- Southmont Location within the state of North Carolina
- Coordinates: 35°39′13″N 80°16′12″W﻿ / ﻿35.65361°N 80.27000°W
- Country: United States
- State: North Carolina
- County: Davidson

Area
- • Total: 6.56 sq mi (17.00 km^{2})
- • Land: 4.56 sq mi (11.81 km^{2})
- • Water: 2.00 sq mi (5.18 km^{2})
- Elevation: 712 ft (217 m)

Population (2020)
- • Total: 1,563
- • Density: 343/sq mi (132.3/km^{2})
- Time zone: UTC-5 (Eastern (EST))
- • Summer (DST): UTC-4 (EDT)
- ZIP code: 27351
- FIPS code: 37-63360
- GNIS feature ID: 2628657

= Southmont, North Carolina =

Southmont is an unincorporated community and census-designated place (CDP) in Davidson County, North Carolina, United States. As of the 2020 census, Southmont had a population of 1,563. It is located along North Carolina State Highway 8 on the northern shores of High Rock Lake. There is an organized effort underway to incorporate the community as "The Village of Southmont".

==Demographics==

Historical population
| Census | Pop. | Note | %± |
| 2020 | 1,563 |  | — |
U.S. Decennial Census

==History==

The community was founded in 1883 as "Fairmont" with the approval of a post office. The postmaster was Samuel S. Peacock from April 19, 1883, until it closed August 30, 1906. It was located in a country store operated by Mr. Hedrick near where the railroad crosses Hwy 8 today. Within 10 years, however, the community had failed to thrive and the store closed, with the post office surrendering its charter.

Just after the turn of the 20th century, another store opened where the previous store stood, and an attempt to reopen the post office was declined by the postmaster general. It seems that another community had claimed the name "Fairmont". The name "Southmont" was chosen instead to receive the approval of a post office with Meriles S. A. Michaels as the postmaster on March 11, 1911. A village grew up around the crossroads of where the new Winston-Salem Southbound Railway rail line had crossed the road to Lexington.

During the 1920s the town had multiple stores, the county's first consolidated brick school, various churches, the Star Furniture Company, and the Wall Lumber Company.

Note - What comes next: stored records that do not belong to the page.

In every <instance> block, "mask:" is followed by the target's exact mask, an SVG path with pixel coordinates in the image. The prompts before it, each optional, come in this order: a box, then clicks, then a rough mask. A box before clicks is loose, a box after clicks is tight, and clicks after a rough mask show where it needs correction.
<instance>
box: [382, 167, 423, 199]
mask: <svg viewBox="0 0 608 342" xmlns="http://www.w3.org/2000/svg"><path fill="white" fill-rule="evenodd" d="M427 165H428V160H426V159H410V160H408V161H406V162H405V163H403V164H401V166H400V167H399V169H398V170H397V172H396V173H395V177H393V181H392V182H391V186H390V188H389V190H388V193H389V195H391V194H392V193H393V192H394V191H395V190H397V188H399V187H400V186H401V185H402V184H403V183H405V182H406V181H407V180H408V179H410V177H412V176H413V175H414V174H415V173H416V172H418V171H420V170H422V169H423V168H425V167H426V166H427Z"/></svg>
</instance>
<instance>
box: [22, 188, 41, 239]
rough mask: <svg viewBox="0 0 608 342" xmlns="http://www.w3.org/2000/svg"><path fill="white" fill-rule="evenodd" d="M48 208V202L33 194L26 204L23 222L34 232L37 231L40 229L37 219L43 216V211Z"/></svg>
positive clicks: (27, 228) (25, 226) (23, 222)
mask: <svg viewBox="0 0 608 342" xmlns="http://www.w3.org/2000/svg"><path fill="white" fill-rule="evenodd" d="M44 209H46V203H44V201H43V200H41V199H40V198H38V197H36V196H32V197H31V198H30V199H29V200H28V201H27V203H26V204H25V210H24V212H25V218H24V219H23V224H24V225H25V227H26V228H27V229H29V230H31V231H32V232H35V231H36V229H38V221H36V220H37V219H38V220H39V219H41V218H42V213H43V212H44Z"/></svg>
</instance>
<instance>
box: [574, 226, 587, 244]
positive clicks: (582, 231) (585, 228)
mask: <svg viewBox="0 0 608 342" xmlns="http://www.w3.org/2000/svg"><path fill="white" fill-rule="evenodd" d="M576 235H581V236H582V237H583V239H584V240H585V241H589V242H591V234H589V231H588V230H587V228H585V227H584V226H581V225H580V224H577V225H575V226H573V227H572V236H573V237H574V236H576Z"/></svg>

The hotel thrived for a time. Dr. Alvin York set up a practice in town. The Baptist churches of the area included Holloways Baptist Church, Stoners Grove Baptist Church and the First Baptist Church of Southmont. Macedonia Methodist Church was also active by the time the lake was created.

By 1926, with the creation of High Rock Lake, many of the bridges and roads changed or closed, the railroad was elevated, and the route crossing the river changed. Other roads were rerouted as the geography changed. Coupled with the Great Depression, much of the town died, but the school and churches remained. Fires claimed the two industries and the famous eight-gable hotel building, and by the early 1950s with train travel no longer being the favored means of travel, the station closed.

The new Central Davidson High School opened in 1957, with students from the Southmont High School now attending CDHS. The school became grades 1-8 and by the early 1960s people began to build summer cottages at High Rock Lake. 1967 witnessed racial integration of the schools.

By 1972, a temporary middle school was created using an abandoned school at the Junior Order Children's Home, and the 8th grades were consolidated there creating CDJH. During a 1979 bridge repair, Hwy 8 was closed for nearly two years and much of the lake was found to have mercury contamination from a battery plant upstream. Again, businesses closed and the school closed in 1981, consolidated with Linwood near Cotton Grove, known as Southwood. The Southmont Volunteer Fire Department was created in 1958.

Over the past 10 years the community has again seen a resurgence of growth, with multiple small businesses, a new school, new post office, expanded churches, a new fire station, an array of other local civic and community groups, and significant population growth to the lake areas in and around Southmont.